Meditating on how the value of free speech eroded on college campuses, She writes,
For the most part, professors are people who have done well in school and never left it, staying to take on more power and prestige within that setting. Therefore I don’t think they are selected for courage, or for even necessarily for thinking for themselves (with exceptions, of course). For the most part, they have been very good at taking in information and then giving it back again, perhaps with a small advancement on current knowledge in a very circumscribed field. So there may be more people in academia who are selected for conformity, and they are less likely to buck the prevailing winds.
If you read my series on academic corruption, I cited three factors: government money; emasculated culture; and affirmative action.
Government money provided support for mediocrity and conformity.
Emasculated culture worked this way. Once upon a time, elite colleges were mostly male, with a culture of open competition.

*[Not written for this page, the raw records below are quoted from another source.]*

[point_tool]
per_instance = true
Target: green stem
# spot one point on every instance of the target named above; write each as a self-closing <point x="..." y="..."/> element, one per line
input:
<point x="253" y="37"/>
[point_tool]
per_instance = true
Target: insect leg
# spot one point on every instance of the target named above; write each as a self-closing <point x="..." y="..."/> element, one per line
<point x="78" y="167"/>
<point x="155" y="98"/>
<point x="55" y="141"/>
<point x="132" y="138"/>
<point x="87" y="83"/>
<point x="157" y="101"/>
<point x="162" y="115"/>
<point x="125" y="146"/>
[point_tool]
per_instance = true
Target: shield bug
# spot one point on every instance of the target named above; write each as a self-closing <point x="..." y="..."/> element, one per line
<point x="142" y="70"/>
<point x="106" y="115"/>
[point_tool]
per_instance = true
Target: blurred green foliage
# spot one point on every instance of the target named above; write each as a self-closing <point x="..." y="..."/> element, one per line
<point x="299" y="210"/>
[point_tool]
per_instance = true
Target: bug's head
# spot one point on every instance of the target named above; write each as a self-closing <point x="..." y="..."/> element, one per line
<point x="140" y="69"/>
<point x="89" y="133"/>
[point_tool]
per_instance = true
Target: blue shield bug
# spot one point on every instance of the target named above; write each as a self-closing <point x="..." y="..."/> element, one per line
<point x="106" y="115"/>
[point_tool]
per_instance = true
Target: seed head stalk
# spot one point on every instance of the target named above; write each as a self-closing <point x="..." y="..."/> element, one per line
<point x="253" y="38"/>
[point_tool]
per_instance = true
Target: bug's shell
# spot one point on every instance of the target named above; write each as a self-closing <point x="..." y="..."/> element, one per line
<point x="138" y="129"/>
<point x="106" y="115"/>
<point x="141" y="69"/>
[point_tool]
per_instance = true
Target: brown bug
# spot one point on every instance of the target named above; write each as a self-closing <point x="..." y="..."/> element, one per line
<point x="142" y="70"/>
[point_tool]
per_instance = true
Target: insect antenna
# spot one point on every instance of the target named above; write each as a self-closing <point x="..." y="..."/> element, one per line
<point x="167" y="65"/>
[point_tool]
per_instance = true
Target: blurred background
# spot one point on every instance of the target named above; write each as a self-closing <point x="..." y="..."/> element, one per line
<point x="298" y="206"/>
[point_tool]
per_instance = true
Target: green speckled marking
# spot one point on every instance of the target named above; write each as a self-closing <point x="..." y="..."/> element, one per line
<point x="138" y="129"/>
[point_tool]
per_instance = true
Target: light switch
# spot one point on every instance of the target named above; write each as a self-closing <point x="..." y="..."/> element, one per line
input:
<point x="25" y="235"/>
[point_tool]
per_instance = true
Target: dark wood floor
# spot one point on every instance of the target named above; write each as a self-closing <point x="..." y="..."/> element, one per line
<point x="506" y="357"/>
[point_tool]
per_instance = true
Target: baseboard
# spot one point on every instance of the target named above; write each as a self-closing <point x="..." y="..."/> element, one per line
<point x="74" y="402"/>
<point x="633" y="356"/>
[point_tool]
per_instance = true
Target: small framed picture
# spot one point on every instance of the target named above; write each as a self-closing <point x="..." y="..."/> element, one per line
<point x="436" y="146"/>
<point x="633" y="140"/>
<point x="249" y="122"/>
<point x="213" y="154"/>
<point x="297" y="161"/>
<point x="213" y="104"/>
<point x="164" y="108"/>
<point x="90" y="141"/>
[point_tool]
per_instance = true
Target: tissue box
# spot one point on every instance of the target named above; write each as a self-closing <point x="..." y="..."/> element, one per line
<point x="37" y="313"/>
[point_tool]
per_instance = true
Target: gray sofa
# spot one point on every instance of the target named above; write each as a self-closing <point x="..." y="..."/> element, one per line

But open competition by definition should not have excluded women, so that colleges became more open to women, particularly in the late 1960s and early 1970s. But women are not naturally inclined to favor open competition, and as they became a larger and larger force on campus, open competition is no longer supported.
Affirmative action was supposed to improve outcomes for blacks while maintaining standards. It did neither.
I should add the element that Shelby Steele calls “white guilt.” No college administrator wants to be the one who presides over a revolt by a “marginalized” group. If you have to cave in on values that are fundamental to an institution of higher learning, then so be it.